Business and tech, that tends to operate on probability and potential. And talent.
Narratives, are neither here nor there. The US government is presenting a narrative (their narrative) of Chinese IC. Patel is parroting that in his article.
They do not have a plan the US government. They will try this, just to see if it works. Their narrative says it will work.
But what is gong to decide this, is probability, potential, and talent. Notice there is not a word about that, on Chinese capability. Chinese capability has no function in these American narratives. In all American narratives, the Chinese are beaten back.
When that does not happen, another version of the same narrative comes out. ROTFLMAO!!!
Look at this chart, (somewhat different than what was posted the other day).
The US narrative is that Huawei is declining or on the ropes.
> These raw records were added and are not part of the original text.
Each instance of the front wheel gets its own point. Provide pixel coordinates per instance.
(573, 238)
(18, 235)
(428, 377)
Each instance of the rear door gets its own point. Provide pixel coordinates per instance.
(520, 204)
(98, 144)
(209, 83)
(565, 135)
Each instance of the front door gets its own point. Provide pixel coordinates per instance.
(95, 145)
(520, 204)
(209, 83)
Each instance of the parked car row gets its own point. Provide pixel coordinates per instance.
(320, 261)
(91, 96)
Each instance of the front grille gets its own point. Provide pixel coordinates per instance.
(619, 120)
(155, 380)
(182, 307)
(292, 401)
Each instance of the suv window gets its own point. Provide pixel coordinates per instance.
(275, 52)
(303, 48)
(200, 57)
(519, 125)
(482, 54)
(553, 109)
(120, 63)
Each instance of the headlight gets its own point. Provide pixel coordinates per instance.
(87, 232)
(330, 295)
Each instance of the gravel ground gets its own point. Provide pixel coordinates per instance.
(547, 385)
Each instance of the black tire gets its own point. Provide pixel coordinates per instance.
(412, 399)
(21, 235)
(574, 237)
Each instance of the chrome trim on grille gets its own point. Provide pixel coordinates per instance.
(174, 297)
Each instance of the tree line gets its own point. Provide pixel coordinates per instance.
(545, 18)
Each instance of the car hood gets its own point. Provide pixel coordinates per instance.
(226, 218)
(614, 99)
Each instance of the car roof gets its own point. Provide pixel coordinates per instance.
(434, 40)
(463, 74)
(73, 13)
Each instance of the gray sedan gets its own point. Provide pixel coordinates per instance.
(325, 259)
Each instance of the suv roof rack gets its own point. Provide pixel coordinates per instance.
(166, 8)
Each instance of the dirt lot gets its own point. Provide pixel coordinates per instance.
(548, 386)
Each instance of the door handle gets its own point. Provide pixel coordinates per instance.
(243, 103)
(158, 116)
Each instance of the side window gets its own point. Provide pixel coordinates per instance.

According to evidence complied by a third party, of the four major Western firms in telecom gear, 3 have seen their market share decline during this US government sanctions against Huawei, whose market share is still actually above from the period when those US actions against it started.
Also, check out this article about Germany and Huawei.
Deutsche Telekom will not use Huawei in the core, but the radio access network gear from Huawei still is to be deployed. Since there will be more basestations and antenna than routers and switches, we can guess who will be selling more equipment and making more money out of it.
That remains unmentioned, because it goes against American narratives, the narrative of dealing with the Chinese from a position of strength.
Two things we can say about American narratives in regards to China.
1. the narrative has only loose connections to reality, if at all
2. the narrative rests on prejudices, and not on sound facts (pt.1) or proper understanding of commerce and technology (basically they making this shit up as the go along because they have no better idea since they are clueless.)
For Patel to regurgitate the clueless-ness, shows his lack of independent thinking, and blind spot to the party line.
A simple deconstruction attempt of the news, will lay bare these recent events and sanctions from the US government, as more bans to nowhere.
Let's not kid ourselves what is happening here this time.
The US government was presenting a narrative against Huawei, which is largely false, because other than the phones, it mostly failed. That was a narrative against a single Chinese company.
This time the US government narrative is against an entire Chinese industry, the whole mo-fo-ing stack.
Well, if the narrative did not succeed in derailing Huawei's strength, then we should be realistic about this current narrative.
Comrade Chang will probably confirm all of this in the next couple of days, to make sure everyone is on the same page, of the narrative!